Ein Zahn wird nur dann gezogen, wenn alle anderen Möglichkeiten ausgeschöpft sind. Zahnerhalt hat für mich immer Vorrang – aber manchmal ist die Entfernung die bessere Entscheidung, um Schlimmeres zu verhindern.
Tiefe Karies
Wenn die Karies den Zahn bis tief in die Wurzel zerstört hat und weder eine Füllung noch eine Wurzelbehandlung den Zahn retten kann.
Fortgeschrittene Parodontitis
Wenn der Zahnhalteapparat so stark geschädigt ist, dass der Zahn keinen Halt mehr im Knochen hat. Das betrifft vor allem Patienten mit langjähriger, unbehandelter Parodontitis.
Fraktur oder Trauma
Ein durch Unfall oder Sturz gebrochener Zahn – besonders wenn die Frakturlinie unter das Zahnfleisch oder in die Wurzel reicht und eine Rekonstruktion nicht möglich ist.
Wurzelentzündung & Zysten
Wenn sich an der Wurzelspitze eine Entzündung oder Zyste gebildet hat, die trotz Wurzelbehandlung nicht abheilt.
Kieferorthopädische Indikation
Manchmal müssen Zähne entfernt werden, um Platz für eine kieferorthopädische Behandlung zu schaffen – besonders bei starkem Engstand.

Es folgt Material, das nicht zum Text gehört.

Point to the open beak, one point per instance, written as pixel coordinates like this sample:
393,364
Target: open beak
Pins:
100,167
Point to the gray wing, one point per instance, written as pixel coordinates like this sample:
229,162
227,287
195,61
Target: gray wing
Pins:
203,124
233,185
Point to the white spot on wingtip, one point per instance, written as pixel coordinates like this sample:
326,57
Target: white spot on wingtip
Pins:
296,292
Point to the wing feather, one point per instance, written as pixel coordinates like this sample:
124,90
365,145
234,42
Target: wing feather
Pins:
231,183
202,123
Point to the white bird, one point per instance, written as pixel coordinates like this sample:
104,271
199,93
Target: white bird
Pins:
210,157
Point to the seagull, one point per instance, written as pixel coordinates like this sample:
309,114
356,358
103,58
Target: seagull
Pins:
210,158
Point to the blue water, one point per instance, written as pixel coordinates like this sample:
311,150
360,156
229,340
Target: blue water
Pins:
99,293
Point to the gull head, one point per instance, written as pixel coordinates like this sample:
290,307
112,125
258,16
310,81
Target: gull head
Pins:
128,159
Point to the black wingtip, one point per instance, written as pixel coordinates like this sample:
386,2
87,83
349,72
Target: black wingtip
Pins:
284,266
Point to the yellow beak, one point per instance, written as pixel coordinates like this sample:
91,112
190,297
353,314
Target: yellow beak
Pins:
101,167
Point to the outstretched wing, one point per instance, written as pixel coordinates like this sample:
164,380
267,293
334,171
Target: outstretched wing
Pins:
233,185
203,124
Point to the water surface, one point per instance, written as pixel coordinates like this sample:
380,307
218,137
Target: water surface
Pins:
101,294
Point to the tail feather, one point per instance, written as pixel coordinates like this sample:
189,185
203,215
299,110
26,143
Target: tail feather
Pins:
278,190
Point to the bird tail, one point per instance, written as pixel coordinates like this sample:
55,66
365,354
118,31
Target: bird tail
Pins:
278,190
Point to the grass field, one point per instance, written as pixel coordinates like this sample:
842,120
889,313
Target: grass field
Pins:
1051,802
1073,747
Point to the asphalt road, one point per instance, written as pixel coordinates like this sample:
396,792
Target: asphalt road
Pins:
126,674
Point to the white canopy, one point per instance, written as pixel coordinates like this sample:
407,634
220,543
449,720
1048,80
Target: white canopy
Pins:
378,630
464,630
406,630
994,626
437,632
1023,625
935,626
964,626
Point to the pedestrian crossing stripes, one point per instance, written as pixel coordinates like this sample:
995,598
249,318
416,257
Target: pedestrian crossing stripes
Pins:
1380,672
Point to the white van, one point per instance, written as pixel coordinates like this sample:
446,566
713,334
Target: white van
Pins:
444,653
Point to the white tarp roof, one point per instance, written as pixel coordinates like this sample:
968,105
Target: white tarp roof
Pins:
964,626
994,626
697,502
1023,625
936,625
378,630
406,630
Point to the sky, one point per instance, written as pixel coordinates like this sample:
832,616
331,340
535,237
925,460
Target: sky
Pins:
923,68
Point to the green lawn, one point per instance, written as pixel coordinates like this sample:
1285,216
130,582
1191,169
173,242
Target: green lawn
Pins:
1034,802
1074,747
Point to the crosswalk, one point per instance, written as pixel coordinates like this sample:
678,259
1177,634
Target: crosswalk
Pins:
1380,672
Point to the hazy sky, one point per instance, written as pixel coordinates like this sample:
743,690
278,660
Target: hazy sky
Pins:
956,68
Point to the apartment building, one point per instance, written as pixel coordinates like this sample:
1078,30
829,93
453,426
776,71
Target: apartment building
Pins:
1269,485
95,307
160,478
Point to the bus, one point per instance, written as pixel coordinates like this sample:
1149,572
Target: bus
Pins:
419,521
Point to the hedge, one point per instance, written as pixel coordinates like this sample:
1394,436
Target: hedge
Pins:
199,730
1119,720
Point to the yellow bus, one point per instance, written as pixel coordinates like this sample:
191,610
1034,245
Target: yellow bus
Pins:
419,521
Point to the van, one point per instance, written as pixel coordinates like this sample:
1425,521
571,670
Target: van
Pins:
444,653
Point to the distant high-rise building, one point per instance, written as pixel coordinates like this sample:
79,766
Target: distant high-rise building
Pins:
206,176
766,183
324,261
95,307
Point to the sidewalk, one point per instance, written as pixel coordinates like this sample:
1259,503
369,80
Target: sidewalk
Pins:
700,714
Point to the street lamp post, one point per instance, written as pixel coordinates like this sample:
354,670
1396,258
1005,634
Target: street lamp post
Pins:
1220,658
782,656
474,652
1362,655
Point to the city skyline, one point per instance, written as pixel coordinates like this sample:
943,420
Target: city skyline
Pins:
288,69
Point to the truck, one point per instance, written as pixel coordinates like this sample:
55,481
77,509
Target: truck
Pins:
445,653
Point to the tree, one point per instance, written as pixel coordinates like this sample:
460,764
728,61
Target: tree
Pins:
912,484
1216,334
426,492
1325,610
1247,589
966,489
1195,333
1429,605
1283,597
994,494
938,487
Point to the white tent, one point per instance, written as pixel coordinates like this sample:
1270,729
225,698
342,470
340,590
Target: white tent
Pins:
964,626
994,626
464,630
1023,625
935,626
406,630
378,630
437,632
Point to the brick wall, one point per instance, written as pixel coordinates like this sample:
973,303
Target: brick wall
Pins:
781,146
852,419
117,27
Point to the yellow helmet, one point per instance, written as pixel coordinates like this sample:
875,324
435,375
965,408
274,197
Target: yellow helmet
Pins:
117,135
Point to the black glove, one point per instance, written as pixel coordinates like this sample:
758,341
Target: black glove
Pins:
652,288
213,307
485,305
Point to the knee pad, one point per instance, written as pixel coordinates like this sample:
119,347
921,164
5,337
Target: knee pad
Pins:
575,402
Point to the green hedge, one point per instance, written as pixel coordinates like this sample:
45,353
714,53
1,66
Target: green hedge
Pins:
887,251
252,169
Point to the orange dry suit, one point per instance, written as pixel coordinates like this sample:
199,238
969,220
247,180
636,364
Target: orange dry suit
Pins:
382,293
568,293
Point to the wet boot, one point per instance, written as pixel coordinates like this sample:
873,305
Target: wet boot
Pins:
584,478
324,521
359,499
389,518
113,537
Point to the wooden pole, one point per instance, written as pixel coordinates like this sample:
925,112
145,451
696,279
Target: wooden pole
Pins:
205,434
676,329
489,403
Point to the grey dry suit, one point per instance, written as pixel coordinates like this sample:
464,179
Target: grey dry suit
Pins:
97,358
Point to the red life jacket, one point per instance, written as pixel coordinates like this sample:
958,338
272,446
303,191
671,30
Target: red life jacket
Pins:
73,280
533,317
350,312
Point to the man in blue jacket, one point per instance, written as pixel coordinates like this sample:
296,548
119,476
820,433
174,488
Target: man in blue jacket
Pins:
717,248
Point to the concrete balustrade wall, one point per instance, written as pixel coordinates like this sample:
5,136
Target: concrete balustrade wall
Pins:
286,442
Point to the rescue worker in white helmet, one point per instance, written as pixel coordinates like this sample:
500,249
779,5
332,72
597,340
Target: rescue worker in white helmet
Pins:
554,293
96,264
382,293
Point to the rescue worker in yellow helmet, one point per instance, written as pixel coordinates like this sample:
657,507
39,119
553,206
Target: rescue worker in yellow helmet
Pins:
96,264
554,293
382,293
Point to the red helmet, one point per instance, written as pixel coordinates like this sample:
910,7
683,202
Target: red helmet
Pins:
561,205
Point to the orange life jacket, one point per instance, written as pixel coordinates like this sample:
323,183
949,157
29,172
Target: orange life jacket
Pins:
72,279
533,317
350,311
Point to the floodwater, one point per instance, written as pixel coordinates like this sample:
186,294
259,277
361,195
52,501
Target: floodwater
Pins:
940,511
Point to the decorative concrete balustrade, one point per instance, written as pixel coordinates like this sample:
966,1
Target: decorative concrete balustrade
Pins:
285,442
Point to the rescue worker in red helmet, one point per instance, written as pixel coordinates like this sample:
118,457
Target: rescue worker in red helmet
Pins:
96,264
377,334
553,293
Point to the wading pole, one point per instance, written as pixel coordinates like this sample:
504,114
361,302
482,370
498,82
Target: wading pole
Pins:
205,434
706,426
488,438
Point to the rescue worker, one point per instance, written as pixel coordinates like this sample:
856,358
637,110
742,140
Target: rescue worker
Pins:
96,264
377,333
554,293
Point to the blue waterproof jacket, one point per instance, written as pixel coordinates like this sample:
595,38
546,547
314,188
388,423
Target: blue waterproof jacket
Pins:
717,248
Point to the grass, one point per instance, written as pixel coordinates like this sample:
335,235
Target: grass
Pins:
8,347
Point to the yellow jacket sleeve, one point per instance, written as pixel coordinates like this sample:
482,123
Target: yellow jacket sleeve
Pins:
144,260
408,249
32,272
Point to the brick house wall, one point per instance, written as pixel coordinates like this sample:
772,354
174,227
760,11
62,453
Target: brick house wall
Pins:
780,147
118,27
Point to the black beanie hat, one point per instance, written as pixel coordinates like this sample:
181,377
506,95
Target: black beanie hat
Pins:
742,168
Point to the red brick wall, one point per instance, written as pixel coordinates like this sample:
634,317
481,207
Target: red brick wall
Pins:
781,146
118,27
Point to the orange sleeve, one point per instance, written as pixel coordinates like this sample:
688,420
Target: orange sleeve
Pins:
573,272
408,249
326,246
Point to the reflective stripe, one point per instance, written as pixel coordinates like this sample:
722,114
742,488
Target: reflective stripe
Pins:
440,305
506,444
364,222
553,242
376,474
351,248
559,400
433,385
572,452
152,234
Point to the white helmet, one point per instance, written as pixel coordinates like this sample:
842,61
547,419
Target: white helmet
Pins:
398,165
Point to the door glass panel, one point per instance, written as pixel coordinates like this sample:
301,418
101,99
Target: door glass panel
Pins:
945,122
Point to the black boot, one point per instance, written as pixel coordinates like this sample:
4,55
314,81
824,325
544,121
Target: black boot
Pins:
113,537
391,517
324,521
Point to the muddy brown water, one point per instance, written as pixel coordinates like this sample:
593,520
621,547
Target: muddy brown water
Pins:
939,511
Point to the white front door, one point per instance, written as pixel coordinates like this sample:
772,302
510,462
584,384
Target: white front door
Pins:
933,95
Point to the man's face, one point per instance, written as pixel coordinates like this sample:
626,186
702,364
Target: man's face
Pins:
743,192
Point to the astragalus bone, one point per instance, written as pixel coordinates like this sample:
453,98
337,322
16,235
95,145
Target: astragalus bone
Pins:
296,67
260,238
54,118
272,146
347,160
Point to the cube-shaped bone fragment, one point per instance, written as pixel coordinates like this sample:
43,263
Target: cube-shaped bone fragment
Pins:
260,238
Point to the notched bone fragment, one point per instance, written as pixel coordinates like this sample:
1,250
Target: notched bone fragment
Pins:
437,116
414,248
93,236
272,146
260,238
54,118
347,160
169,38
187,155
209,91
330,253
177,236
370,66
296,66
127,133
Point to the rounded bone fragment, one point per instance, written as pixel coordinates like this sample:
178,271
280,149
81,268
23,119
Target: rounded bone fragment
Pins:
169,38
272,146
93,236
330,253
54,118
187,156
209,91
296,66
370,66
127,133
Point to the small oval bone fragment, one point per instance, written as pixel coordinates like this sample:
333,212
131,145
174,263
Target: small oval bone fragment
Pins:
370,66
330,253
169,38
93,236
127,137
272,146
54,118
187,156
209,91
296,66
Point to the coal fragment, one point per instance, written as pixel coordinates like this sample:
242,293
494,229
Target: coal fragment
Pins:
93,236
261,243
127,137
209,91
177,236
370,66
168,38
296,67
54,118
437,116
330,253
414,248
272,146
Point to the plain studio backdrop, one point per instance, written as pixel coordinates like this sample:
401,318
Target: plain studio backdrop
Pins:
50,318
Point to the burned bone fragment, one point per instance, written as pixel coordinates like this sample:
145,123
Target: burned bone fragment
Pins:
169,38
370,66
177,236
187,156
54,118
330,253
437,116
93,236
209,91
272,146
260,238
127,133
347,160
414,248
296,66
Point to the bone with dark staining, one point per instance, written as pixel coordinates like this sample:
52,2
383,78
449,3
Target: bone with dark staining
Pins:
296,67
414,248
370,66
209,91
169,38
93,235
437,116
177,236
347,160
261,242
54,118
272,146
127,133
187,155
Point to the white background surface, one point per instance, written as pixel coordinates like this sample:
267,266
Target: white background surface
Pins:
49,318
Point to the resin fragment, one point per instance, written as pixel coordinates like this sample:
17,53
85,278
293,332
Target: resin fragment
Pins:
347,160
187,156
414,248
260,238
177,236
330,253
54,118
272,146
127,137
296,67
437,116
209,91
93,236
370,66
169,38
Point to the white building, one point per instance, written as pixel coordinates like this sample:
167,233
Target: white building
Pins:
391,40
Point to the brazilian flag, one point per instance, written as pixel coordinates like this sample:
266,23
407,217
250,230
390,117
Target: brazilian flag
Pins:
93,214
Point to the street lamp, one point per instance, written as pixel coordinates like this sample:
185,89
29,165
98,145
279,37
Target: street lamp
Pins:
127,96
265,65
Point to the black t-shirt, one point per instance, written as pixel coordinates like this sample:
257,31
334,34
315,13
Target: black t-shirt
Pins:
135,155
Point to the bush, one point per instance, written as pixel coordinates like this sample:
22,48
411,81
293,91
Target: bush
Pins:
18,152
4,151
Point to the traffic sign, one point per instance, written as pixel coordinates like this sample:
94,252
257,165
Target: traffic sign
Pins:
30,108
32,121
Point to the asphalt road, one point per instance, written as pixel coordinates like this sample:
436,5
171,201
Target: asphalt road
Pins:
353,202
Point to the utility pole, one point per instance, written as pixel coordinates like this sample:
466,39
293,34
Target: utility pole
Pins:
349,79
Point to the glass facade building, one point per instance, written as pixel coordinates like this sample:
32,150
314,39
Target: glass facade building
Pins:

Vorbereitung auf Bestrahlung
Vor einer Strahlentherapie im Kopf-Hals-Bereich oder unter Bisphosphonat-Therapie entferne ich gefährdete Zähne vorbeugend, um spätere Komplikationen zu vermeiden.2
Entscheidungshilfe
Zahn erhalten oder ziehen? So berate ich Sie.
Bevor ich einen Zahn entferne, prüfe ich immer, ob er noch zu retten ist. Manchmal lohnt sich der Erhalt, manchmal ist die Extraktion die klügere Entscheidung. Hier meine ehrliche Einschätzung:
Wann sich der Erhalt lohnt
Wenn die Zahnsubstanz ausreicht für eine Krone, die Wurzelbehandlung Erfolg verspricht, oder der Zahn als Brückenpfeiler oder Prothesenanker dienen kann. Auch ein Zahn mit leichter Lockerung durch Parodontitis kann manchmal stabilisiert werden.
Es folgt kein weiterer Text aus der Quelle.